The table below shows shielding gas mixes for different metals and transfer modes.
|Metal||Metal Transfer Mode||Shielding Gas|
|Carbon Steel||Short Circuit||100% CO2|
|Low Alloy Steel||Short Circuit||75Ar/25CO2|
|Stainless Steel||Short Circuit||90He/7.5Ar/2.5CO2|
|Nickel Alloys||Short Circuit||100%Ar|
|Copper Alloys||Spray/ Pulse||100%Ar|
Some Important MIG welding Terms
Like every other field, welding has its terms and jargon. Here’s a list of some important terminologies in MIG welding and welding in general.
The parent or base metal is the one to be welded.
The metal that’s added to the weld pool to create the joint and complete the weld.
The weld pool is the portion of molten metal formed when the parent metal has reached its melting point.
Heat-Affected Zone (HAZ)
HAZ is the part of the parent metal that gets heated due to welding but doesn’t melt.
The portion of the parent material melted during welding, combined with the filler metal to form the joint.
Metal that has melted and hardened again after welding. If no filler material is added, the weld metal retains the same composition as before.
The weld zone comprises the weld metal and the heat-affected zone.
This is the point where the HAZ meets the weld metal.
Weld penetration or depth of fusion is the distance the fusion line extends to below the surface of the parent metal.

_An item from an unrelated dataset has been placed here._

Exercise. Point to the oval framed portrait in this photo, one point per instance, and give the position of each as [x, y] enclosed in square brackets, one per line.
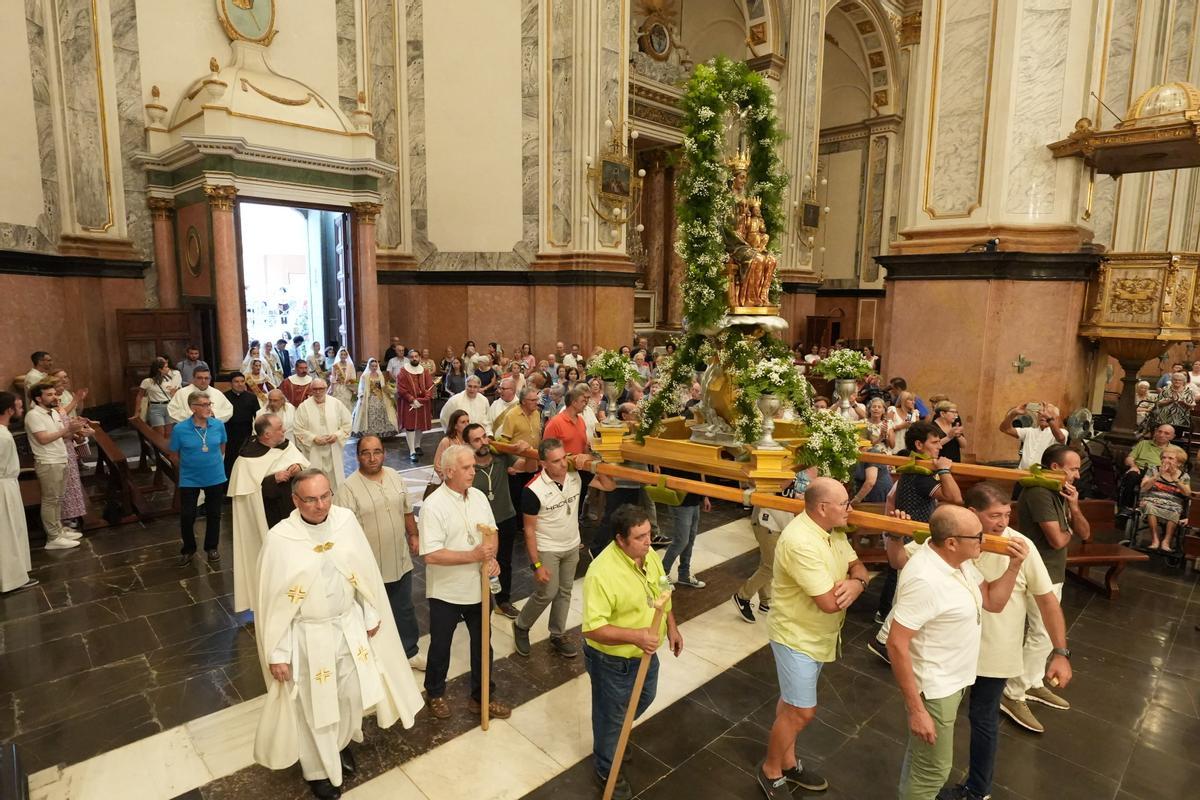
[655, 40]
[192, 252]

Applications of MIG Welding
The applications of MIG welding are widespread and varied. They include but aren’t limited to the following;
- Automobile repairs
- Steel structures, pipelines, and pressurized containers
- Sheet metal welding
Safety Procedures for MIG Welding
- Wear welding masks to protect your eyes and face from the bright light and heat of the arc. Also, use a welding screen around your work area so that onlookers are protected from the light, as the bright lights often attract spectators.
- Wear gloves to protect your hands from molten metal, heat, and UV rays produced during welding.
- Avoid wearing rayon and polyester when welding, as these are highly flammable. Instead, wear cotton and a welding apron over it.
- Wear leather shoes or boots to protect your feet from falling molten metal.
- Wear an N95 mask to block out most welding fumes.
- Avoid welding galvanized steel, as it produces fumes that cause severe flu-like symptoms.
What Metals Can be MIG Welded
You can use MIG to weld almost every metal. But steel, aluminum, and especially carbon steel are the metals frequently MIG welded.
MIG welding is the most widely used welding process because of its versatility, adaptability, ease of use, and productivity. It’s used for shipbuilding, pipelines, steel structure, and sheet metal welding. But it’s also suitable for beginning welders, as it doesn’t require much technical skill.
Safety hazards include burns, respiratory illnesses, and possible blindness, so remember to put on protective gear and avoid welding galvanized steel.